Construtora Etam assume lote da BR-319 após aparecer em investigação da PF, enquanto a obra segue cercada por alertas ambientais e jurídicos.
A construtora Etam venceu um edital do Departamento Nacional de Infraestrutura de Transportes (DNIT) para executar obras no “trecho do meio” da BR-319, rodovia que liga Manaus (AM) a Porto Velho (RO). A homologação do resultado ocorreu na segunda-feira (25/5) e envolve o lote entre os quilômetros 469 e 590 da estrada.
A proposta apresentada pela empresa foi de R$ 362 milhões, valor inferior ao orçamento previsto pelo DNIT, estimado em R$ 430 milhões. A escolha, no entanto, reacendeu questionamentos sobre a obra, já cercada por controvérsias ambientais e fundiárias. Segundo reportagem de O Globo, a Etam foi alvo de investigações da Polícia Federal por suspeitas de corrupção.
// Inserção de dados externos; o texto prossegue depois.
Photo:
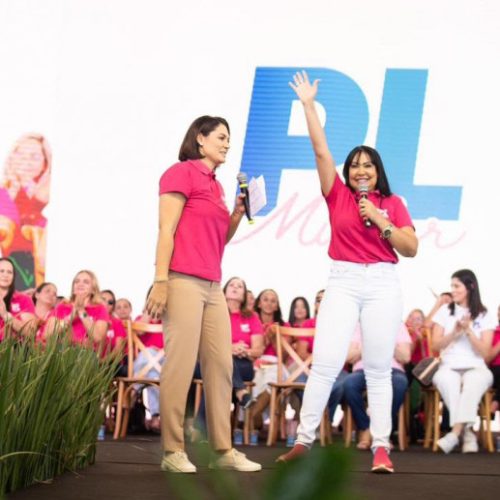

A construtora aparece em desdobramentos da Operação Ptolomeu, investigação que mirou a cúpula do governo de Gladson Cameli (PP), ex-governador do Acre. Cameli renunciou ao cargo para disputar uma vaga no Senado. Porém, em maio, o Superior Tribunal de Justiça (STJ) condenou o ex-governador a 25 anos e nove meses de prisão por organização criminosa, corrupção ativa e passiva, peculato, lavagem de dinheiro e fraude em licitação.
De acordo com as investigações, houve desvios em contratos de obras de infraestrutura e manutenção de unidades de saúde e escolas no Acre. O pai de Gladson Cameli é sócio-administrador da Etam. Em 2023, a empresa chegou a ter suas atividades econômicas suspensas por 90 dias por decisão do STJ, como consequência das apurações.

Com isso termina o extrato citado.